Some of these stats are from it’s own check summing behaviour on both data and metadata. And with the redundant btrfs raid levels it is also able to correct some of these errors, as in my example above. Devices, as you intimate, are not perfect and will often try internally many times prior to returning what they deem to be what they were asked for; but likewise they will still also occasionally fail to achieve this goal and return something corrupt. The full check summing type filesystems such as btrfs and zfs can detect these failures and on occasions correct them where the drive failed to. Hence these stats / Web-UI indicators being potentially useful to assess a devices health: and thus the question of mine you copied.

But as you correctly indicate some of these errors, ie the write_io_errs / read_io_errs emerge from lower levels such as the kernel block layer or VFS, or indeed lower again such as the firmware of the specific drive. Incidentally facebook was famously able to establish an HDD firmware bug in some of their devices by their use of btrfs and it’s build in check summing. Neither the drives themselves, nor the block layer, reported these errors.

So essentially I referenced ‘indicate’ as opposed to ‘origin’ (media, drive, fs etc) sense logic, which in the case of both the referenced scrub detail, and pool details page, can originate at the btrfs level: without hardware, firmware, driver, block layer, scsi code, or vfs complaining; i.e. just an observed / detection corruption due to fs level check summing (such as in the facebook example).

Rockstor is essentially one big indicator / actuator in a sense, or rather many smaller ones tied together via python, django, and javascript (in the browser). All smoke and mirrors for stuff on the linux OS command line.
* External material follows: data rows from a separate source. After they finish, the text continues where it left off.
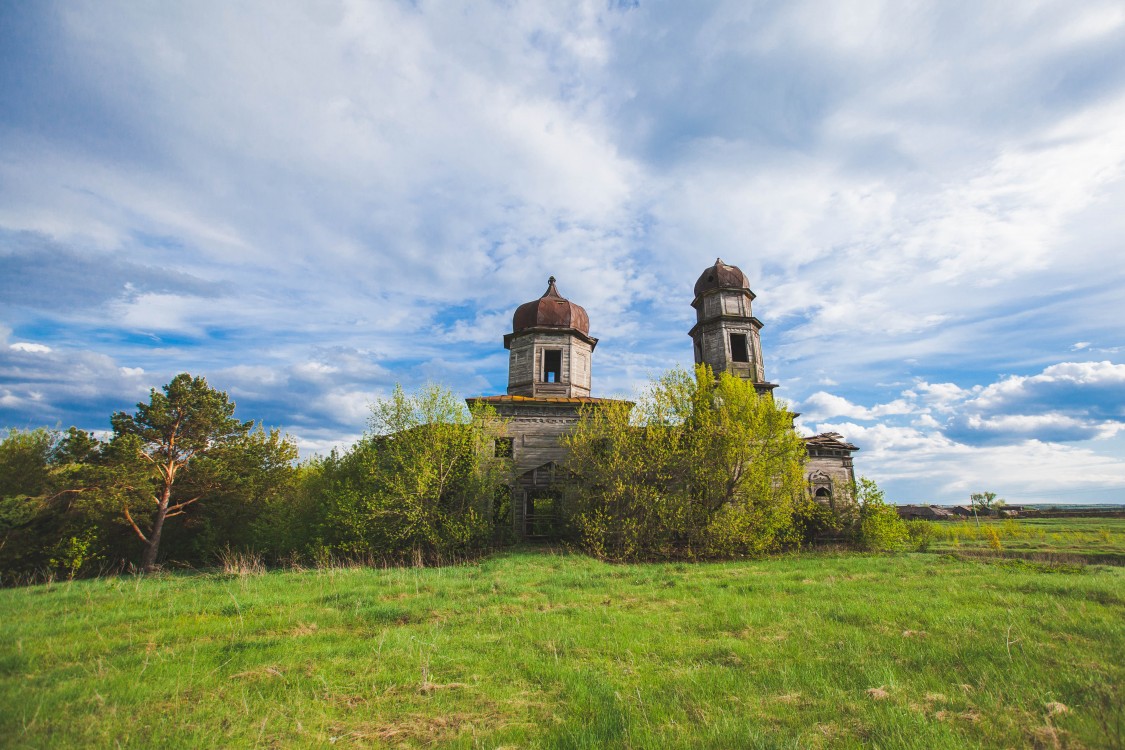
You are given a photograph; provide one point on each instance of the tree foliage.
(880, 529)
(703, 466)
(173, 431)
(421, 485)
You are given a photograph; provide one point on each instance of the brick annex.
(549, 377)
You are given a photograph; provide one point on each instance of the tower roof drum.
(551, 310)
(721, 276)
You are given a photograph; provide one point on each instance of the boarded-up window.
(503, 448)
(552, 366)
(738, 350)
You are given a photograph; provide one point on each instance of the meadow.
(541, 649)
(1074, 540)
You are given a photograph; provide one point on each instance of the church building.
(550, 375)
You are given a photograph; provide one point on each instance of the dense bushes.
(421, 486)
(702, 467)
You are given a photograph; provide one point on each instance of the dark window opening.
(738, 350)
(552, 366)
(541, 513)
(503, 448)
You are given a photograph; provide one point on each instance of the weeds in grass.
(241, 562)
(555, 650)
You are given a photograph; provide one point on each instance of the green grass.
(532, 649)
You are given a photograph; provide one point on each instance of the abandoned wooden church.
(549, 376)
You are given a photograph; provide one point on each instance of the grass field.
(1092, 540)
(533, 649)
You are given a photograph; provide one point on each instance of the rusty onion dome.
(551, 310)
(721, 276)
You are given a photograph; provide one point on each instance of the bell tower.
(726, 333)
(550, 349)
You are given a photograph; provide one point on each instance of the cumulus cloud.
(309, 204)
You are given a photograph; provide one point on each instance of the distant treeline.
(702, 467)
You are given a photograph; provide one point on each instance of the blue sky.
(308, 202)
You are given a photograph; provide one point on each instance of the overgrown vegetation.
(420, 487)
(565, 651)
(702, 467)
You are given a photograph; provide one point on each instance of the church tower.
(550, 349)
(726, 332)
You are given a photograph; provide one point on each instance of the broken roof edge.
(830, 440)
(545, 399)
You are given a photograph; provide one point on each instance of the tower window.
(552, 364)
(738, 350)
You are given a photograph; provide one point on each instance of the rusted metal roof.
(721, 276)
(551, 310)
(830, 440)
(540, 399)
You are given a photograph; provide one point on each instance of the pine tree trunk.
(149, 561)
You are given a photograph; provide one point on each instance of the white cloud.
(28, 346)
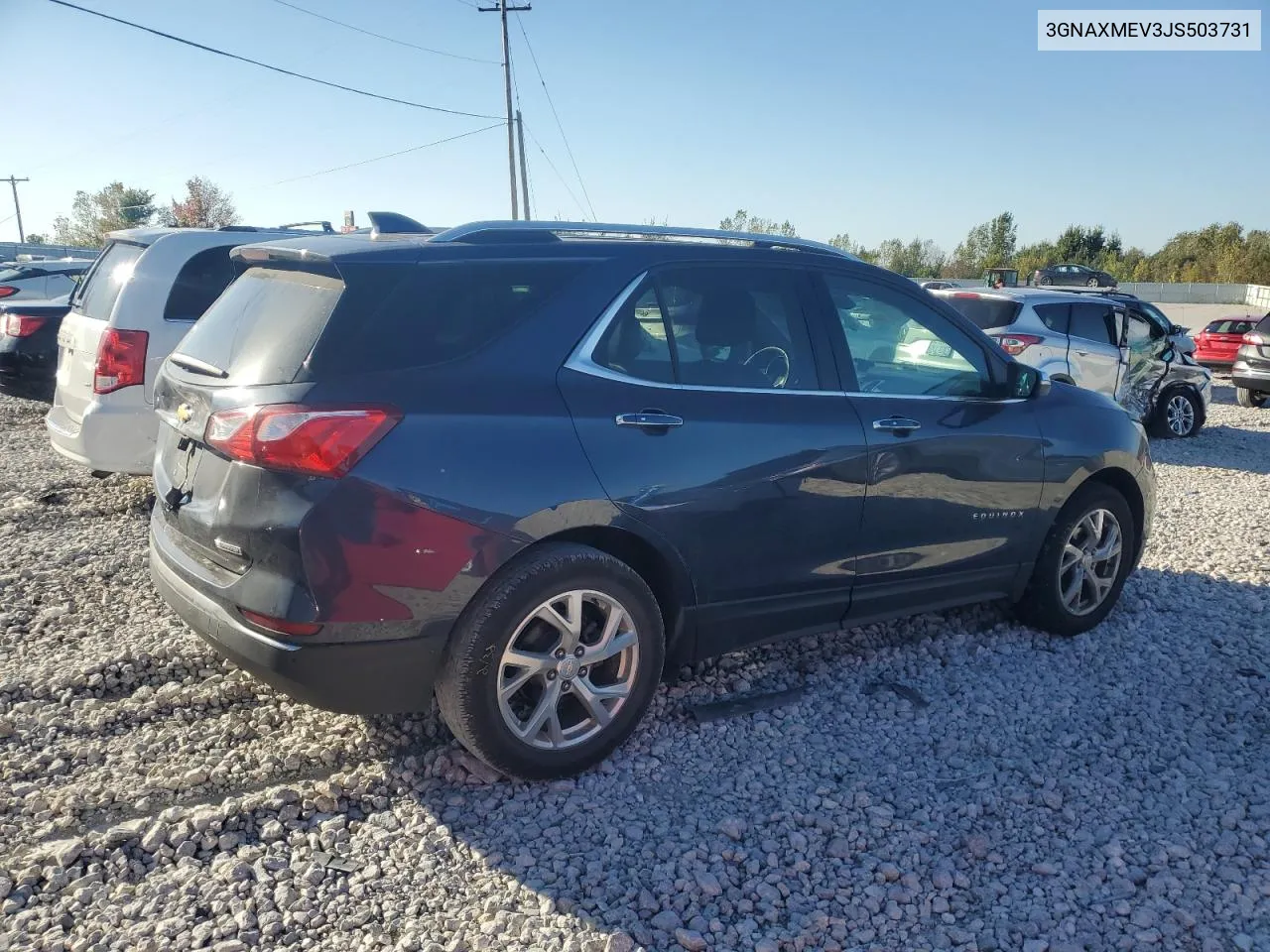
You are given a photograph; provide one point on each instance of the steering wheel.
(775, 361)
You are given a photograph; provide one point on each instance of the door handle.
(649, 420)
(899, 425)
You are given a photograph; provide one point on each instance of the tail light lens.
(121, 361)
(22, 325)
(1015, 344)
(307, 439)
(281, 625)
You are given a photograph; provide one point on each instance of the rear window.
(985, 312)
(1229, 326)
(439, 312)
(261, 329)
(109, 275)
(199, 282)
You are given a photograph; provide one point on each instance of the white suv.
(145, 291)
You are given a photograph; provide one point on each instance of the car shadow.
(776, 824)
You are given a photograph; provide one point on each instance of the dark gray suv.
(531, 465)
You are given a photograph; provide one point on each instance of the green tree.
(94, 216)
(743, 221)
(204, 206)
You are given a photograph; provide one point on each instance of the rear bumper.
(109, 438)
(365, 676)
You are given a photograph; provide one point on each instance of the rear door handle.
(899, 425)
(649, 420)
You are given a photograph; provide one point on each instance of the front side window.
(899, 345)
(712, 326)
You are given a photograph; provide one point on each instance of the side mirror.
(1024, 382)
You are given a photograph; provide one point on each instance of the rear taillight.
(121, 361)
(22, 325)
(1015, 344)
(313, 440)
(280, 625)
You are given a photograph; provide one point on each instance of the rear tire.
(554, 610)
(1047, 603)
(1179, 414)
(1250, 398)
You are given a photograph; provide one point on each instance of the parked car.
(1114, 347)
(1178, 335)
(530, 468)
(143, 295)
(41, 281)
(1251, 370)
(1074, 275)
(28, 344)
(1219, 341)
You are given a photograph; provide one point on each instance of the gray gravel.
(952, 780)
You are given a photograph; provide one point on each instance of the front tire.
(1179, 414)
(1082, 566)
(1250, 398)
(554, 664)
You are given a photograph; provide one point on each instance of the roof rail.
(515, 231)
(325, 226)
(395, 223)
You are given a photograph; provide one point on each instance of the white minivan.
(144, 293)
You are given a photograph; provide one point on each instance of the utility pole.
(525, 175)
(507, 82)
(13, 181)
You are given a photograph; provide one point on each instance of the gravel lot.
(947, 782)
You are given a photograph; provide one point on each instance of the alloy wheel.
(1180, 416)
(568, 669)
(1089, 561)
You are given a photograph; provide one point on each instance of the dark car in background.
(28, 345)
(530, 467)
(1251, 370)
(1074, 275)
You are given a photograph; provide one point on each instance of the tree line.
(1218, 253)
(94, 214)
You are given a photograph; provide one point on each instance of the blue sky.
(880, 119)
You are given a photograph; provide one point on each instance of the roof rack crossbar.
(463, 232)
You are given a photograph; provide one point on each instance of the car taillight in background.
(121, 361)
(22, 325)
(307, 439)
(1015, 344)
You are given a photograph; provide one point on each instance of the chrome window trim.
(580, 361)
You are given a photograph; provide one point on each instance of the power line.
(580, 206)
(559, 125)
(390, 155)
(380, 36)
(275, 68)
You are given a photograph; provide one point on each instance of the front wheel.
(1083, 563)
(1179, 414)
(1250, 398)
(553, 666)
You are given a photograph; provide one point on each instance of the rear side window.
(261, 329)
(199, 282)
(1096, 322)
(985, 312)
(1055, 316)
(113, 270)
(437, 312)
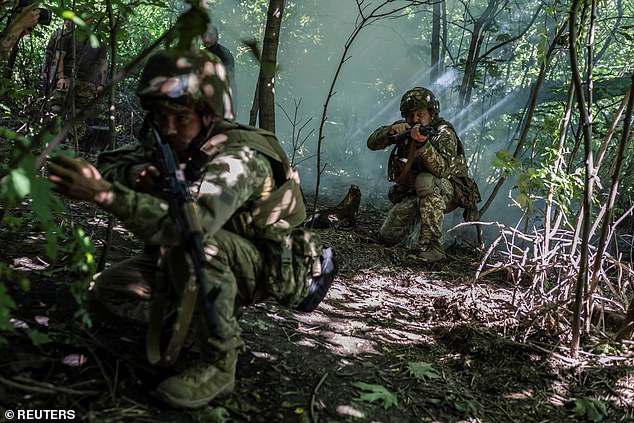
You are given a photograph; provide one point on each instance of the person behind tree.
(210, 40)
(81, 69)
(429, 167)
(250, 205)
(49, 61)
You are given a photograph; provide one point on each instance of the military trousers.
(418, 218)
(233, 265)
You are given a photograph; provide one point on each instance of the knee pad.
(425, 185)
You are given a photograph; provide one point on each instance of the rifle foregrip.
(191, 218)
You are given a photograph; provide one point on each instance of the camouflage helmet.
(179, 80)
(419, 98)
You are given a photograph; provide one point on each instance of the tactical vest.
(273, 222)
(466, 192)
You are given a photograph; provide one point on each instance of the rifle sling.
(181, 325)
(402, 177)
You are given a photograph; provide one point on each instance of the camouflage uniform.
(427, 192)
(248, 197)
(81, 75)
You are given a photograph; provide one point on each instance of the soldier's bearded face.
(421, 116)
(178, 127)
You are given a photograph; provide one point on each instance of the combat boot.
(432, 252)
(201, 382)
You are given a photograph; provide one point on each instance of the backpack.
(291, 259)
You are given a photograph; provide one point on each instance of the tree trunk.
(586, 124)
(435, 44)
(268, 65)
Hope that helps to identify at least where I am coming from and the code to which I referred, and I appreciate your input on the lower levels of hardware and yes it is messy and sometime pretty flaky by design (cheap USB sticks). I have electronics (digital and analogy) and material science knowledge and training which I like to think helps with at least an appreciation of the fields we find ourselves in on this form. I’m not personally, for example, a fan of the SMR drives as I think it’s taking things a little too far and will end up confusing purchasers as to their viability in some setting.
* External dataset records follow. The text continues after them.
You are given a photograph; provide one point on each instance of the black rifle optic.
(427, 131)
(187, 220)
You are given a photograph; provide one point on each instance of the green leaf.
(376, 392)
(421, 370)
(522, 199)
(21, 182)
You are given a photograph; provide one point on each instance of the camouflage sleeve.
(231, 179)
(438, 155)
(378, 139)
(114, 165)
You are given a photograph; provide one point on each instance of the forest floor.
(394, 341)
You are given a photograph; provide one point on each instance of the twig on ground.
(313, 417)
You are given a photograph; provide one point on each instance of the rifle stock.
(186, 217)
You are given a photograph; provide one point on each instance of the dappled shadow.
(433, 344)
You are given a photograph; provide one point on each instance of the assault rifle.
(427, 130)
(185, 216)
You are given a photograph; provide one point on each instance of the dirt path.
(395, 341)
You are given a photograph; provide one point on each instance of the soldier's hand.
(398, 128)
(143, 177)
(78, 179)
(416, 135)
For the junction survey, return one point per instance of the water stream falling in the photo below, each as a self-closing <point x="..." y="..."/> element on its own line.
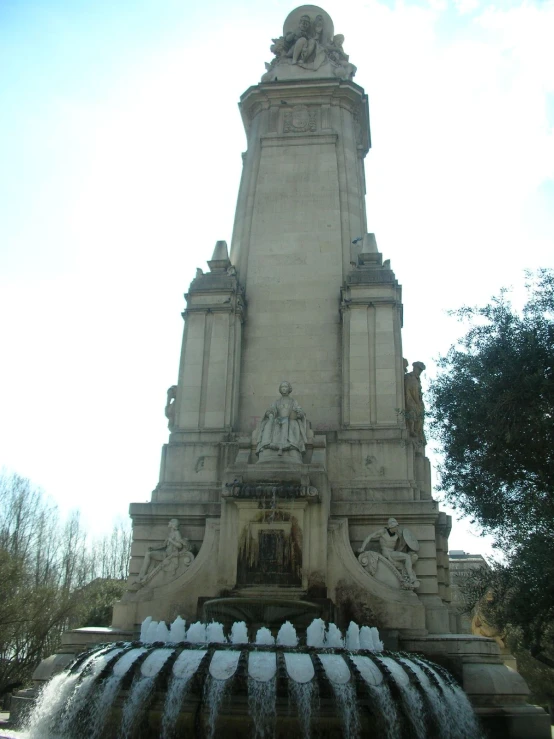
<point x="194" y="674"/>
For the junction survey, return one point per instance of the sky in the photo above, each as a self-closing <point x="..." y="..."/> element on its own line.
<point x="120" y="159"/>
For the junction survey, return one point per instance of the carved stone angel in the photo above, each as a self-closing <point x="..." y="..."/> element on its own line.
<point x="398" y="547"/>
<point x="283" y="427"/>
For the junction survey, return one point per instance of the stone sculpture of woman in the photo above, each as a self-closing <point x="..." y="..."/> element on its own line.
<point x="283" y="429"/>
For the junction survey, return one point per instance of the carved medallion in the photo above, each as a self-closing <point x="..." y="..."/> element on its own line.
<point x="300" y="120"/>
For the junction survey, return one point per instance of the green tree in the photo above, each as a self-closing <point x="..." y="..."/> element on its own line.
<point x="492" y="412"/>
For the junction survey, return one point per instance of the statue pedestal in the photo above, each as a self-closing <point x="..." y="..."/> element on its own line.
<point x="272" y="456"/>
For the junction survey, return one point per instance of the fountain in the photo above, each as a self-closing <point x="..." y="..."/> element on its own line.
<point x="284" y="517"/>
<point x="215" y="685"/>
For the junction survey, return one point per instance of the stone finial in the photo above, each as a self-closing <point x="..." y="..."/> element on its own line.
<point x="220" y="261"/>
<point x="369" y="245"/>
<point x="308" y="48"/>
<point x="415" y="408"/>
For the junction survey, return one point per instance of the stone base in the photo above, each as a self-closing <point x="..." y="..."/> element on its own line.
<point x="290" y="456"/>
<point x="498" y="693"/>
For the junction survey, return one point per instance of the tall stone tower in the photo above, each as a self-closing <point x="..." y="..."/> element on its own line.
<point x="319" y="502"/>
<point x="294" y="483"/>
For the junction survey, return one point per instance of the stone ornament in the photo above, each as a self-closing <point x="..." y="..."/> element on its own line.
<point x="398" y="549"/>
<point x="171" y="559"/>
<point x="308" y="48"/>
<point x="283" y="430"/>
<point x="269" y="490"/>
<point x="170" y="406"/>
<point x="415" y="409"/>
<point x="480" y="626"/>
<point x="299" y="120"/>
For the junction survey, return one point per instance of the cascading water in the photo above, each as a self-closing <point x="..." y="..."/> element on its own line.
<point x="165" y="686"/>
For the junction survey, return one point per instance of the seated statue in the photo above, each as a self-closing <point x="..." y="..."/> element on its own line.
<point x="398" y="547"/>
<point x="301" y="44"/>
<point x="170" y="550"/>
<point x="283" y="427"/>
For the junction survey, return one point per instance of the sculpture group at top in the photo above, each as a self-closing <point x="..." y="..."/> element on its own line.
<point x="308" y="47"/>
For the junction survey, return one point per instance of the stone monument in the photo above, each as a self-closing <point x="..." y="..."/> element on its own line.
<point x="321" y="504"/>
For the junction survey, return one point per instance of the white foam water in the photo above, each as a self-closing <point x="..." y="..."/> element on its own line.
<point x="261" y="706"/>
<point x="184" y="668"/>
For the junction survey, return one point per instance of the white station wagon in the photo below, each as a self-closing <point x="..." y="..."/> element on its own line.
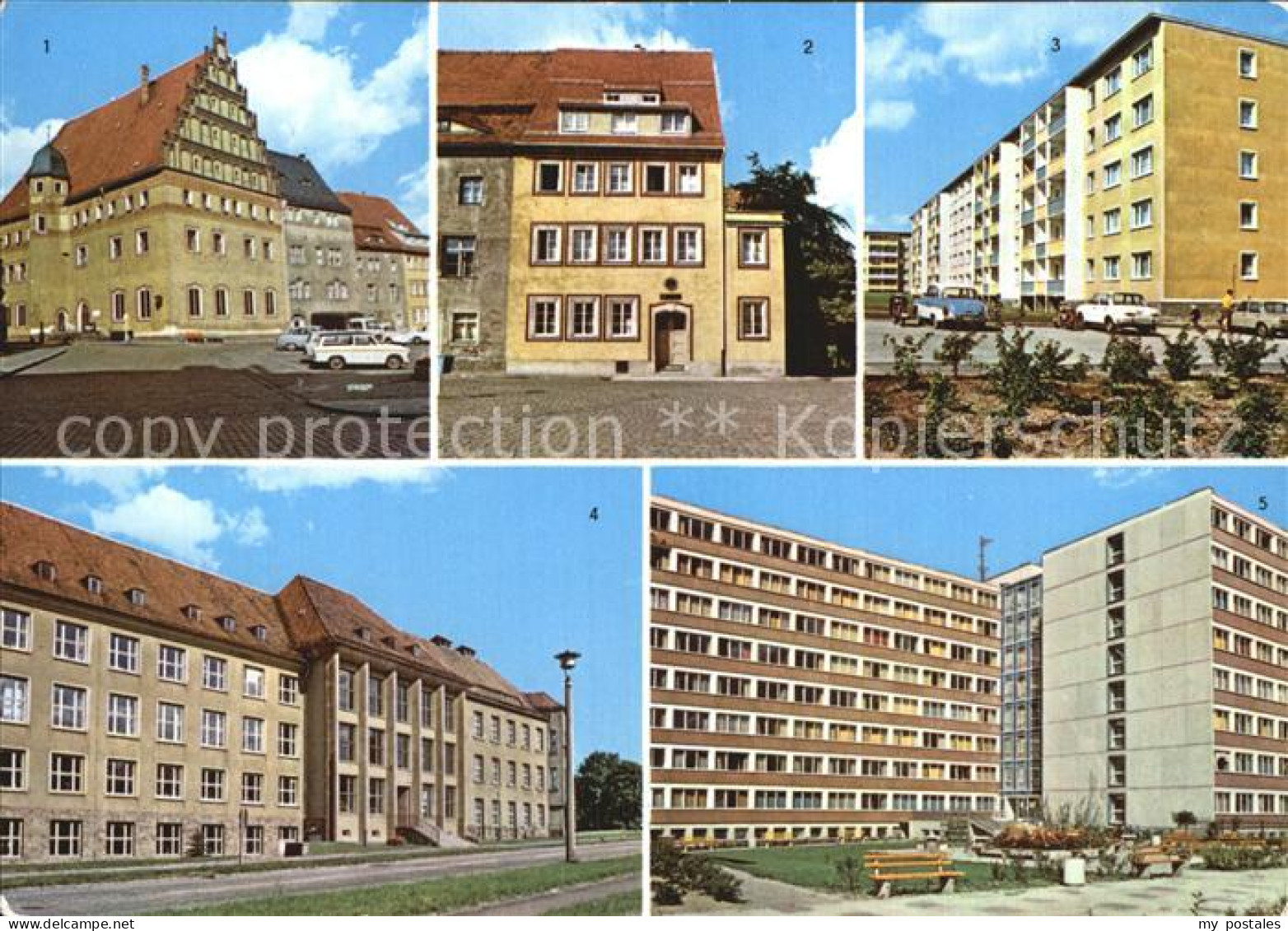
<point x="342" y="349"/>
So thanks again for your input and lets try and appreciate that we are all here trying to make a better future and have technologies such as btrfs made more accessible. And for that we also need to take care with our presentation to maximise our potential knowledge base. Rockstor code, which is under the GNU licence (bar the open source js libraries), stands on the shoulders of GNU giants such as our linux disto bases: currently CentOS and moving to openSUSE, which in turn employ the linux kernel.

Apologies if my ‘presentation’ appeared inappropriate to you.

knut · November 13, 2018, 2:16am

It is most relevant what you write, it is some of the “leftover” from the “Mode Sense” command that you can send to some devices. These will then dump field that you can use to diagnose failures, like you describe. The problem is also that there is no “standard” for these. So documentation is all over.